# Confronting a liar....



## fallen_angel

So, I've recently discovered that my husband has basically been lying to me since day 1.... I'm heart broken but I still love him and am willing to move on IF he accepts full responsibility for his lies and actions... problem is, that he usually blows things off. Like, "Okay, I lied, so what? Are we going to keep talking about it...?" 

It can go one of 3 ways I think. Way 1: that he is actually relieved, and doesn't have to lie any more...

Way 2: He gets mad at me, and wants to divorce....

Way 3: He says what he usually says, and blows it off...

This is way to big to just act like it didn't happen....

Has anyone else gone through this...??? Do you have a success story...? I know it wouldn't be the end of the world if we split.... He has lost my trust and it will take awhile to rebuild.... but I'm willing to work on it...

Please help...


----------



## DocHoliday

If you are still reading, my $0.02.

I have a long term marriage to a very deceptive/liar. Looks like an upstanding man (very respected) and HE BELEIVES he is "just a good guy" (who apparently makes mistakes)...

and the REAL problem is me "not getting over it." ...

He also does not think it is "much of a big deal" and I should get over it and move on. I want to do that. too.

Man, do I wish it was just that easy.

At this point, it becomes about you. Do you think (in your heart of hearts) that you can get past this without being burnt by the memories?

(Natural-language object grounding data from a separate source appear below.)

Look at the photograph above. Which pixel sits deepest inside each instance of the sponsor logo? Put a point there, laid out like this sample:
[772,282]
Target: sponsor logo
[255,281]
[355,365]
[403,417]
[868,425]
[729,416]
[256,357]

It has been years and altho it gets better, I am finding that it never goes away (for me).

I admire people who get over things.....


----------



## DocHoliday

#1. If he was relieved that he does not have to lie anymore, why does he keep lying?

#2. This is cruel and gaslighting. (trying to put the blame for having a problem on you.) He is threatening you for calling him out on his stories.

#3. Wow. This really shows he will not take responsibility

What kinds of things is he lying about? (If you don't mind.)


----------